Although I’d probably be a lot more measured in my praise of the series, I agree w/ many of her points.
Although set in a whitewashed capitalist fantasia, and though racist (I’d argue SATC’s racism is more than just “borderline” — anybody who remembers Samantha tangling with a “dragon lady” Asian housekeeper, or her black boyfriend’s shrew-like sister, knows the series’ racism was abt inclusion as well as omission, was overt as well as subtle), the original series was often built upon more complex characterizations and fueled by emotional realism.
Its frank depiction of sexuality also felt liberatory, and this is what the series’ seems to lose when viewed retrospectively. I think maybe this is because whatever sexual radicalism the show exhibited was too “of its time” to remain radical. But even moreso, I think the show fails to “hold up” for reasons related to this statement of Freeman’s, re: watching the old episodes: “I can hardly make out the smarts and emotions that I used to love because all I can see is the impending conventionalism.” The normalizing trajectories taken by the shows’ characters, and their flattened, one-dimensional film versions, narrates the show in reverse: watched in this context, most everything seems to feel like a load of patriarchal & heteronormative bullshit.

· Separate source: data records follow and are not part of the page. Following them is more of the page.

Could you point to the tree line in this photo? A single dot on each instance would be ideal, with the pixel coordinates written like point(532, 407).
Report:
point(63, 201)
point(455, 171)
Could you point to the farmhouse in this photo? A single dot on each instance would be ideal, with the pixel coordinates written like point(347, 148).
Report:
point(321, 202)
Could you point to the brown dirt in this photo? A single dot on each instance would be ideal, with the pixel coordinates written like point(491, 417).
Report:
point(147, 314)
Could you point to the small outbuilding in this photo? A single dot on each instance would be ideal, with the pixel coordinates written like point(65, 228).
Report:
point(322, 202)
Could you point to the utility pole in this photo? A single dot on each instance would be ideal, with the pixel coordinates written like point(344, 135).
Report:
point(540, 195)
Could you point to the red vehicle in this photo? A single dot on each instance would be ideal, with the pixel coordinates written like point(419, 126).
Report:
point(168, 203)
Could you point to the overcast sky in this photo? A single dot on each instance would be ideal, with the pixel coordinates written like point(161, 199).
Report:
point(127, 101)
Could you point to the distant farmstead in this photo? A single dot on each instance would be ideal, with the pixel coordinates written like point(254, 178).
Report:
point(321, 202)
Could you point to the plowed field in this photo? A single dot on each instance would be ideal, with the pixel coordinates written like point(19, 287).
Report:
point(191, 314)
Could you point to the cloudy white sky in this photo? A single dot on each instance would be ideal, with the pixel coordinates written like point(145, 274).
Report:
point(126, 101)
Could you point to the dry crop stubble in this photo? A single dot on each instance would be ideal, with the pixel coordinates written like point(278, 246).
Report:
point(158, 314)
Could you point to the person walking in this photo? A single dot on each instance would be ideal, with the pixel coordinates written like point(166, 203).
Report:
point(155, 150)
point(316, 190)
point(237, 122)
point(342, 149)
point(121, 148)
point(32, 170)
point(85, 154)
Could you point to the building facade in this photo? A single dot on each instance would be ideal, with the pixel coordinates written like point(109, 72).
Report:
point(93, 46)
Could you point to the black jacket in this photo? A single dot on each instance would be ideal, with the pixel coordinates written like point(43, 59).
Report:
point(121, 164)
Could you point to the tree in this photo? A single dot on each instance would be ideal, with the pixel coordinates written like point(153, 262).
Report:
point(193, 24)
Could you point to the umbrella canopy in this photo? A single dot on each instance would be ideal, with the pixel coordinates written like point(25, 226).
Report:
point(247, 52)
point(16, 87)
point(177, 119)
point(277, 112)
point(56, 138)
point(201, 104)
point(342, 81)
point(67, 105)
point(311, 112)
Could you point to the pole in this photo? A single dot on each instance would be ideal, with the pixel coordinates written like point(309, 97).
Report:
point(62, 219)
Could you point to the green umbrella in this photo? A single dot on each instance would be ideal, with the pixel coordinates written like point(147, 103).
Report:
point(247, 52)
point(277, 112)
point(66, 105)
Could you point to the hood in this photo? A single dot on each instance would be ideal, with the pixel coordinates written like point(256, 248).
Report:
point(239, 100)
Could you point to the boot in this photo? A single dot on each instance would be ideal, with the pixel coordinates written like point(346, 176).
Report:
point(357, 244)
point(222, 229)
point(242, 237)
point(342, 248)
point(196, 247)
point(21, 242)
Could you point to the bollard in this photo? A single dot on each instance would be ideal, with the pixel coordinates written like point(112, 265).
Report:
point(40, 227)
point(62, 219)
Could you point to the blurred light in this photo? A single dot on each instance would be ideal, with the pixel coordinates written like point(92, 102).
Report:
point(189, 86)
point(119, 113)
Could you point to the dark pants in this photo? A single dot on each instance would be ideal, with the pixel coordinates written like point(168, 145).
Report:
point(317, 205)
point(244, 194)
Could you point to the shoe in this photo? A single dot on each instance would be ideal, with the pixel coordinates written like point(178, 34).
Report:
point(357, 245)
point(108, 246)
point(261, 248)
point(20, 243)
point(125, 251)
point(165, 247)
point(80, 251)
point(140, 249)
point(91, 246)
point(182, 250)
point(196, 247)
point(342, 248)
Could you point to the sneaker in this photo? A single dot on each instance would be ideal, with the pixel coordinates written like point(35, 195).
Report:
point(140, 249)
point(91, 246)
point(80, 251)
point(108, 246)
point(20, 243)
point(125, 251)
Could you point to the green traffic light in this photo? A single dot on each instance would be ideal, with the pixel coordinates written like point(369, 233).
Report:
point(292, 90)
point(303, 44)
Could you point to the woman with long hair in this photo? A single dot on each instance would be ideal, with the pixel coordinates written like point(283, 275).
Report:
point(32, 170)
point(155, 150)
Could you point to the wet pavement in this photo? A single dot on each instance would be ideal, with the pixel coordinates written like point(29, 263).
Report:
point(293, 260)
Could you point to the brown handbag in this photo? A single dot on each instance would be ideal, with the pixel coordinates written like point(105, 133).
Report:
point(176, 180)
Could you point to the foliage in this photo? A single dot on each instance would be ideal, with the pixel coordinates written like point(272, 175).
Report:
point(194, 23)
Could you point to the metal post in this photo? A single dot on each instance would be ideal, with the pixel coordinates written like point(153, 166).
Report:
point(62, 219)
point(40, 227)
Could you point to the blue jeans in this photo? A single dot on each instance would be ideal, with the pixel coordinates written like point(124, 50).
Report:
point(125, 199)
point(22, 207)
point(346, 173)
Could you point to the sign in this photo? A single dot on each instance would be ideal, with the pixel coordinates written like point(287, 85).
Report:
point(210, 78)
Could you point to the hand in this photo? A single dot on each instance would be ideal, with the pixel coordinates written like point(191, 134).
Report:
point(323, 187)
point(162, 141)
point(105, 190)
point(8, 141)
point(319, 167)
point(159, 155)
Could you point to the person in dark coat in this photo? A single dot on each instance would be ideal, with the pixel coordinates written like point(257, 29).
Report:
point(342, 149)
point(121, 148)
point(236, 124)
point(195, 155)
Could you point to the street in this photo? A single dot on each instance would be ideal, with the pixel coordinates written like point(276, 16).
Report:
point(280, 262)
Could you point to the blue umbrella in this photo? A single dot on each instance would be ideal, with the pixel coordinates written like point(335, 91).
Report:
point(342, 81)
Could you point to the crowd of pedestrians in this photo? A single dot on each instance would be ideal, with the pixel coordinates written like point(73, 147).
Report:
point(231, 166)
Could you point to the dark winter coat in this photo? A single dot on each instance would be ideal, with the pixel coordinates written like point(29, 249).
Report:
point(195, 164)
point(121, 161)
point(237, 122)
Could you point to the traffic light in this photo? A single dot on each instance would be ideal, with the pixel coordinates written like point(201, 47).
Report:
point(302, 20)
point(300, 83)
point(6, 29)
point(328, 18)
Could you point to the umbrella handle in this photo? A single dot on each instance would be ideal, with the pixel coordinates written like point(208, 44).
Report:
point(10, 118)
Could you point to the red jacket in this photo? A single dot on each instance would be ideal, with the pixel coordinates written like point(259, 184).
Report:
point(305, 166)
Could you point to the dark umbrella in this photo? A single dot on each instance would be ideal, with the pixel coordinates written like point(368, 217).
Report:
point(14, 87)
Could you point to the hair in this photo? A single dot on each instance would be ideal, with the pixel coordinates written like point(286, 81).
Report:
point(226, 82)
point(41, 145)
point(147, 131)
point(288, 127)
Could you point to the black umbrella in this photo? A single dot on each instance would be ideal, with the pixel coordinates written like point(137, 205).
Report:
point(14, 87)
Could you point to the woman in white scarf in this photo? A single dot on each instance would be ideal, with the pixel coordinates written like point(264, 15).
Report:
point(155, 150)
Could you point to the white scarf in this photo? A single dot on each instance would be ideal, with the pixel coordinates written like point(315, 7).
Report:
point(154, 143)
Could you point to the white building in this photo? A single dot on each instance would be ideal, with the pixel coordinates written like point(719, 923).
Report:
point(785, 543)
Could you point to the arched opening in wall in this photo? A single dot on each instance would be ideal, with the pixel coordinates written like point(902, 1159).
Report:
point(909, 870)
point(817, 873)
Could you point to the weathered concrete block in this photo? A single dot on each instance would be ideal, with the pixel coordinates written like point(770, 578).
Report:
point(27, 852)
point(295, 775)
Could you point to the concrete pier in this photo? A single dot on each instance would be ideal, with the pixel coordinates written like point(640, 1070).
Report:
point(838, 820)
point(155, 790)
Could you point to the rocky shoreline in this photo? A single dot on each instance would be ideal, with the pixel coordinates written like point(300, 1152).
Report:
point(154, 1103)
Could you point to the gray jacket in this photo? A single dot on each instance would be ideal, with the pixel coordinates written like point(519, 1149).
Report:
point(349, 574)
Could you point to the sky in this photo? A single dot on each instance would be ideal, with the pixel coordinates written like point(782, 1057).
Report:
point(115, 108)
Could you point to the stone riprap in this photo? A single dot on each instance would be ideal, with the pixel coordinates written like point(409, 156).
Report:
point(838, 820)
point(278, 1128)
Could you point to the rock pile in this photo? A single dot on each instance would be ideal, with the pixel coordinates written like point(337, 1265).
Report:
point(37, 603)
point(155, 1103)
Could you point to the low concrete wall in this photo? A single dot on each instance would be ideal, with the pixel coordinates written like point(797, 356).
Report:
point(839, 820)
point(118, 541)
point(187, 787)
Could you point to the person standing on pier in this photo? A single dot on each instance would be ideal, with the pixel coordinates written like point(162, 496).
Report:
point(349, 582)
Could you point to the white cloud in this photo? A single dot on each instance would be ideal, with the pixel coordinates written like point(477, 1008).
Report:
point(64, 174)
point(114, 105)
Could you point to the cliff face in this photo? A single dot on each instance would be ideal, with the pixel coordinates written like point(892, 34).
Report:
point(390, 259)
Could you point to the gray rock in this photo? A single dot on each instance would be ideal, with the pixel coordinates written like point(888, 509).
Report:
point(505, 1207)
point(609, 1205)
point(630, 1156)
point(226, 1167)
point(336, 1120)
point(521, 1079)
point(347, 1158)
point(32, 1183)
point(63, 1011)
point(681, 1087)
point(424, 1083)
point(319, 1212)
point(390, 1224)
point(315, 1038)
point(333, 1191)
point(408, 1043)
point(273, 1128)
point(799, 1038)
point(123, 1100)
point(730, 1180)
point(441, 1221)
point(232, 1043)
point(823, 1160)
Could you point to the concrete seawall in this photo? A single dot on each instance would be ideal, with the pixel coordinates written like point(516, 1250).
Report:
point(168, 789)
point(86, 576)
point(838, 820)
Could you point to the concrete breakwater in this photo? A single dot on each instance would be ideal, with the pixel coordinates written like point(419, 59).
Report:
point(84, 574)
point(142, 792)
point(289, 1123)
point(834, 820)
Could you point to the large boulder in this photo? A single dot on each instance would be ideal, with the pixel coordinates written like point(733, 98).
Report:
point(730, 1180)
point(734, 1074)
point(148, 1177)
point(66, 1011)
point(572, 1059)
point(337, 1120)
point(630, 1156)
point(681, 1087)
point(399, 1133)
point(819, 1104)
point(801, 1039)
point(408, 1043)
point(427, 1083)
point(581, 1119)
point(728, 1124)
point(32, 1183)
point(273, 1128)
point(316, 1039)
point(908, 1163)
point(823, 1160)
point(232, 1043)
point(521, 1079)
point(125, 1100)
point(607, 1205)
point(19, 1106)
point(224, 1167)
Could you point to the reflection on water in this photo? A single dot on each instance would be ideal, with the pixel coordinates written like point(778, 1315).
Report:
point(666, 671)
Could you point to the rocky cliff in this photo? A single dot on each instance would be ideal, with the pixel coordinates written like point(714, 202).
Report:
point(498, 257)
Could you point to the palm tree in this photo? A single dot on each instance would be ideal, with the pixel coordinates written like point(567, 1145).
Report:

Also, it’s a lot less funny.
…But I’m especially interested in raising some issues I’ve yet to see anyone address directly (and which I hope will make this post a bit more relevant to folks in Big Other’s readership who could give two shits about a shitty mainstream motion picture): the role of gay men as both creators and consumers of SATC. Throughout the series’ run, and perhaps even moreso during its later seasons and for the films, gay men like Darren Starr and Michael Patrick King have played a prominent role in shaping SATC. The show’s large gay fanbase has often joked that the shows characters are actually gay men disguised as women. Though reviewers frequently comment upon this gay fanbase, I’ve never seen any examine its relationship to the show’s gay male creators. This relationship interests me because:
~The meme that SATC’s characters are actually gay men disguised as women strips these women of the sexual agency and pleasure they enjoyed in the series’ early seasons. Of course only characters who are actually men could enjoy such freedom.
~Sex and the City’s gay male creators are culpable for the film franchise’s cheapening of these characters. To what extent is SATC part of a long history in film and culture of gay men using women’s bodies to enact their own desires, then destroying or humiliating those same bodies?
I remember sitting in a Manhattan gay bar, years ago, watching a 5th season SATC episode wherein Samantha gets a chemical peel. The display of her red, raw face drew cackles from the audience, and it became very clear to me: We were not laughing with these women, we were laughing at them.
Cultural products that rely upon the humiliation of women and women’s bodies are currently a much broader phenomenon than just SATC, and a gay men play a critical role in producing and popularizing many of these cultural products (see, for instance: America’s Next Top Model, Desperate Housewives). I think gay men need to be held accountable as both authors and consumers of women’s degradation.